Phénomène plus fort entre 2005 et 2007
Ces données ont permis d’établir une corrélation entre une utilisation importante et une concentration plus faible de spermatozoïdes. La concentration médiane de spermatozoïdes est significativement plus élevée dans le groupe d’hommes qui n’utilisaient pas leur téléphone plus d’une fois par semaine (56,5 Mio/ml) par rapport aux hommes qui utilisaient leur téléphone plus de 20 fois par jour (44,5 Mio/ml). Ceux qui utilisent souvent leur téléphone ont donc une diminution de 21% de la concentration en spermatozoïdes. Ce phénomène s’est avéré plus prononcé au cours de la première période d’étude (2005-2007) et a progressivement diminué avec le temps (2008-2011 et 2012-2018). «Cette tendance correspond au passage de la 2G à la 3G, puis de la 3G à la 4G, qui a entraîné une réduction de la puissance d’émission des téléphones», explique Martin Rösli, professeur associé au Swiss TPH.

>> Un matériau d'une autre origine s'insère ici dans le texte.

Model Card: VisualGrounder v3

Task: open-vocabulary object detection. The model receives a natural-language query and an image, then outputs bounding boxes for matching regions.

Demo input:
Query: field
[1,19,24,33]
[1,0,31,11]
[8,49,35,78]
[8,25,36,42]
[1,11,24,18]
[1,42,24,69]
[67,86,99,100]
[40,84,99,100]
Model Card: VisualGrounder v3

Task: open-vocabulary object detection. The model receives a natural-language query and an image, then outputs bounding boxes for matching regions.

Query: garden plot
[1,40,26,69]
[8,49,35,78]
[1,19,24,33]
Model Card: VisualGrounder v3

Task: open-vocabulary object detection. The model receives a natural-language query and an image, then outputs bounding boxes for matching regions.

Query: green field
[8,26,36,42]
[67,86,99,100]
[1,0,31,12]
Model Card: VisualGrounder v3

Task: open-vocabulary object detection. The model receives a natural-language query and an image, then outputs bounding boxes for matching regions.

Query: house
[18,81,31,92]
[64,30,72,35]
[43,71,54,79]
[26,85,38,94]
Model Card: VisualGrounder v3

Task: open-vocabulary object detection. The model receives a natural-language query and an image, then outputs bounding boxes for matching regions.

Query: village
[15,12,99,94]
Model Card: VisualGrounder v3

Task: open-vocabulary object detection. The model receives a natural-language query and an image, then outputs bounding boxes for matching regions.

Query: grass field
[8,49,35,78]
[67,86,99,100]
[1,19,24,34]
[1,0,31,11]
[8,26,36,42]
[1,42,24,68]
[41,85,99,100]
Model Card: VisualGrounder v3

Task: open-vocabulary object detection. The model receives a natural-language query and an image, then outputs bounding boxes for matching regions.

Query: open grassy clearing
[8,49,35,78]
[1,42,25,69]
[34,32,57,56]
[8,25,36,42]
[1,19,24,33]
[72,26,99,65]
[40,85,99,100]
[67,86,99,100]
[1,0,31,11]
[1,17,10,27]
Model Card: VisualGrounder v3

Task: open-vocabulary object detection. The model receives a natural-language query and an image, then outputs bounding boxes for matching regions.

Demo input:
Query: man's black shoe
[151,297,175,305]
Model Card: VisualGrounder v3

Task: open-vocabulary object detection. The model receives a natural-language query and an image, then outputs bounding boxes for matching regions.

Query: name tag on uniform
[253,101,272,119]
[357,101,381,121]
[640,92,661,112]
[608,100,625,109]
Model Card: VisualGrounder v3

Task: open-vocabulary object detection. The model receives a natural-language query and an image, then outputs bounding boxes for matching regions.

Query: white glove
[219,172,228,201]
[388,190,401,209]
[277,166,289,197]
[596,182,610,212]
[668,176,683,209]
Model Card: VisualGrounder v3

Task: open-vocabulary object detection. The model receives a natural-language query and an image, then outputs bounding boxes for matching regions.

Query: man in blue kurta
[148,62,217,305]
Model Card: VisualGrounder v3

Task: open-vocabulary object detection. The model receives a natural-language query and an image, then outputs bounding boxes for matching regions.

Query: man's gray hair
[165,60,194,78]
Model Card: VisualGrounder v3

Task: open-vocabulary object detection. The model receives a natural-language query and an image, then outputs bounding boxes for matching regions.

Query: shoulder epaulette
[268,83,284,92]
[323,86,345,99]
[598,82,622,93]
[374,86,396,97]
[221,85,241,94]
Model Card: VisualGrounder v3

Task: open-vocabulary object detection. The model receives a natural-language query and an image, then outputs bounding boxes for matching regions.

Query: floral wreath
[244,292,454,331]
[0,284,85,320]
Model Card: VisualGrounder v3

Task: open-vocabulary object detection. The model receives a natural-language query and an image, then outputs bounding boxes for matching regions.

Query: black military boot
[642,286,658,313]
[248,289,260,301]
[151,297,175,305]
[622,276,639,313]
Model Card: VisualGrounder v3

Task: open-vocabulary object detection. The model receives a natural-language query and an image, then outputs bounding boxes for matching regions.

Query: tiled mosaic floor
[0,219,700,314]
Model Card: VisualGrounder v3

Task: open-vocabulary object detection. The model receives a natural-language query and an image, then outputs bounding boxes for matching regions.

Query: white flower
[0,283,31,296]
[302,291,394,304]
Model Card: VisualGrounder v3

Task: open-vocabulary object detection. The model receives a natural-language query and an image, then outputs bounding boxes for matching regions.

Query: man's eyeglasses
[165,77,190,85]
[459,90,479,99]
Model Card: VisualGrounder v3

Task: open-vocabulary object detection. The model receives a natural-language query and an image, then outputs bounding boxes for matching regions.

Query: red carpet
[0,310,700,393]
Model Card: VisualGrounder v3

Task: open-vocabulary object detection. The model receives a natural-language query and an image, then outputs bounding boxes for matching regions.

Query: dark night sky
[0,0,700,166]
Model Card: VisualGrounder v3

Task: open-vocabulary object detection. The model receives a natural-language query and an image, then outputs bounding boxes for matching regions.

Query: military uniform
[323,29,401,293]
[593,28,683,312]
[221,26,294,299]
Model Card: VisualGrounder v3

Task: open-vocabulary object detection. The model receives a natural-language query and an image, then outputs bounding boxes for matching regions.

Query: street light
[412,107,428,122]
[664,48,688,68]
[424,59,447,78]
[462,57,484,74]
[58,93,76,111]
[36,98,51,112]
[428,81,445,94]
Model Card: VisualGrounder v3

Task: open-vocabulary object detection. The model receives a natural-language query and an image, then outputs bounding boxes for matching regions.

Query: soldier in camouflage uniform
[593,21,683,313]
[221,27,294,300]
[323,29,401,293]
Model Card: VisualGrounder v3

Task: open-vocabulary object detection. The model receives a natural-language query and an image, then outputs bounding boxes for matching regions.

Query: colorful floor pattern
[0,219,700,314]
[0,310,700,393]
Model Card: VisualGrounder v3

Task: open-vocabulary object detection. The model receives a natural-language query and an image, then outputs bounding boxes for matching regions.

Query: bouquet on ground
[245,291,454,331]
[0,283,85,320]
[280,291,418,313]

L’analyse de ces données semble également démontrer que la position du téléphone (dans la poche du pantalon par exemple) n’est pas associée à des paramètres de sperme plus faibles dans les échantillons prélevés. «Toutefois, dans cette cohorte, le nombre de personnes indiquant ne pas porter leur téléphone près du corps était trop faible pour parvenir à une conclusion vraiment robuste sur ce point précis», nuance Rita Rahban, maître-assistante au Département de médecine génétique et développement de la Faculté de médecine de l’UNIGE ainsi qu’au SCAHT, première auteure et coresponsable de l’étude.
De précédentes études avaient déjà été réalisées sur le sujet. «Elles ont été réalisées sur un nombre relativement faible d’individus. Elles prenaient rarement en compte les informations relatives au mode de vie et ont été sujettes à un biais de sélection car les participants étaient recrutés dans des cliniques de fertilité. Cela a conduit à des résultats peu concluants», explique Rita Rahban.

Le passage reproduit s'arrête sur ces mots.